Ever since focusing on being a digital-first store, Home Gallery Stores drove a ton of traffic to its website using paid channels and SEO. Despite all the effort to try and increase their conversion rate, for some reason, their sales remained stunted.
Home Gallery Stores hired Invesp after having struggled to improve their sales using paid channels. At the time of bringing in Invesp, Home Gallery Stores’ marketing and development teams had no experimentation background.
Their internal development team spent much time maintaining and upgrading their existing programs – all this propelled the Home Gallery Stores’ executive to involve an external development company.
Working with three different teams on the same project can be challenging at times. Despite all teams having different experimentation backgrounds, we had to align all three groups to ensure everything flows with no distinct lines.
Fortunately, the Home Gallery Stores’ website had no usability issues. But that didn’t make the task at hand easier. We had to think about persuasion and ways to differentiate a brand that was, somehow, drowning in a sea of sameness in the retail world.
When we started working with Home Gallery Stores, people were not yet used to the idea of buying furniture online. So, convincing them to purchase high-value items (which is above $2000) was always going to be an uphill task.
We deployed a team consisting of a strategist lead, Senior CRO Specialist, Senior UX Designer, senior front-end developer, and an Analytics Specialist.
Although we employed our SHIP optimization process on this particular project, we didn’t do the JTBD interviews. Instead, our team used a combination of user research, expert review, usability tests, and data analysis.
Within the first month of intense research and analysis, the team had created a humongous list of conversion bottlenecks and persuasion opportunities on the Home Gallery Stores website.
The team ranked the issues using our prioritization framework to determine which topics will most impact the bottom line while requiring the least effort.

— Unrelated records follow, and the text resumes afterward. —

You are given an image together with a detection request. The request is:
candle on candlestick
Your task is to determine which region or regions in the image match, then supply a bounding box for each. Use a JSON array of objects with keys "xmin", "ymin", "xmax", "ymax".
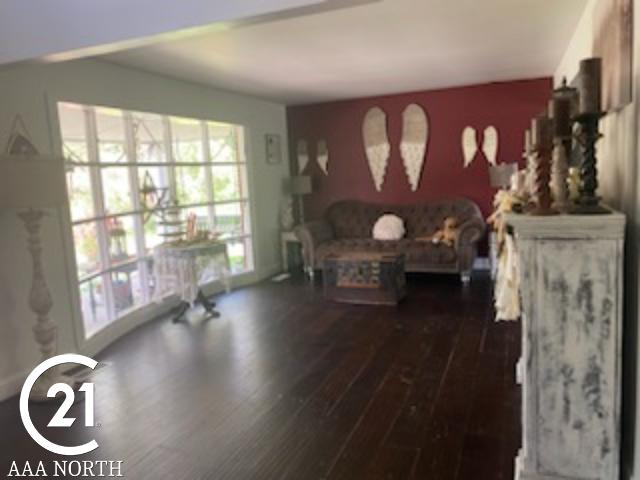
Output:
[
  {"xmin": 531, "ymin": 115, "xmax": 553, "ymax": 150},
  {"xmin": 555, "ymin": 77, "xmax": 579, "ymax": 117},
  {"xmin": 578, "ymin": 58, "xmax": 602, "ymax": 115},
  {"xmin": 554, "ymin": 77, "xmax": 578, "ymax": 161},
  {"xmin": 550, "ymin": 96, "xmax": 572, "ymax": 138}
]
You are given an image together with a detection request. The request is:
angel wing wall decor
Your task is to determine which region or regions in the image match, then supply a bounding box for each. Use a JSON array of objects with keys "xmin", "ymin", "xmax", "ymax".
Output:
[
  {"xmin": 297, "ymin": 139, "xmax": 309, "ymax": 174},
  {"xmin": 462, "ymin": 127, "xmax": 477, "ymax": 168},
  {"xmin": 482, "ymin": 126, "xmax": 499, "ymax": 165},
  {"xmin": 400, "ymin": 104, "xmax": 429, "ymax": 191},
  {"xmin": 317, "ymin": 139, "xmax": 329, "ymax": 175},
  {"xmin": 362, "ymin": 107, "xmax": 390, "ymax": 192}
]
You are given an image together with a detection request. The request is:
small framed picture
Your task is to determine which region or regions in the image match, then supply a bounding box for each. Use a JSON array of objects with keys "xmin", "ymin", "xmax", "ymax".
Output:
[{"xmin": 265, "ymin": 134, "xmax": 282, "ymax": 165}]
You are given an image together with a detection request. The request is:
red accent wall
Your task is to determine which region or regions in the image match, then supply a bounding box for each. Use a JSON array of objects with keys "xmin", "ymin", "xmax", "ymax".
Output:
[{"xmin": 287, "ymin": 78, "xmax": 552, "ymax": 221}]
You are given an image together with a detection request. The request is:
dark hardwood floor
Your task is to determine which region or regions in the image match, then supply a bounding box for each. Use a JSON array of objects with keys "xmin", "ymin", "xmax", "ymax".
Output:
[{"xmin": 0, "ymin": 272, "xmax": 521, "ymax": 479}]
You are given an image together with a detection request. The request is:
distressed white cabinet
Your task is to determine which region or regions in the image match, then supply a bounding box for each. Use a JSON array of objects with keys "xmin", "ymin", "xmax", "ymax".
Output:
[{"xmin": 506, "ymin": 212, "xmax": 625, "ymax": 480}]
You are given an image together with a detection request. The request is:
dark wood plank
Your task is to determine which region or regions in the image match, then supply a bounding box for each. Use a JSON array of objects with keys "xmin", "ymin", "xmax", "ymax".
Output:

One of the first tests we launched was to stop the bleeding on product pages. We discovered that the product page designs were not intuitive, causing the funnel to leak more revenue.

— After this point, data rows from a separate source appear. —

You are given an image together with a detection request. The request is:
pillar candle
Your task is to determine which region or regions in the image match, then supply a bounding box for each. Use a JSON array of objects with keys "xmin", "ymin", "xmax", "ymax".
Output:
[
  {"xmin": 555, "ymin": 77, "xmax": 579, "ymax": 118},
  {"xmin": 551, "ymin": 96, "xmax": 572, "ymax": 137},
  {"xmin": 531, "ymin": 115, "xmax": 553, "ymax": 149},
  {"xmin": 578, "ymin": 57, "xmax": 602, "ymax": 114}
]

The team resolved this by creating a new compelling product page design and tested it against the original version. This was an early quick win that produced an uplift in the overall conversion rate of the site.
We continued testing, employing different persuasion and psychological techniques on various features and pages every month to figure out an optimization treatment that would work best for the site.
Our team conducted weekly status meetings to keep the Impact Home Gallery Stores team updated about the status of the different experiments, discuss new testing plans, and receive feedback on the current work.
Our CRO team had wanted to give shoppers the smoothest journey to checkout and this meant redesigning the product pages.
This conversion opportunity was identified after conducting an expert review on the site – and it helped increase conversion rate, from product pages to order confirmation page, by almost 300%.
The site’s monthly revenue grew from $500k to 1.5 million in 14 months.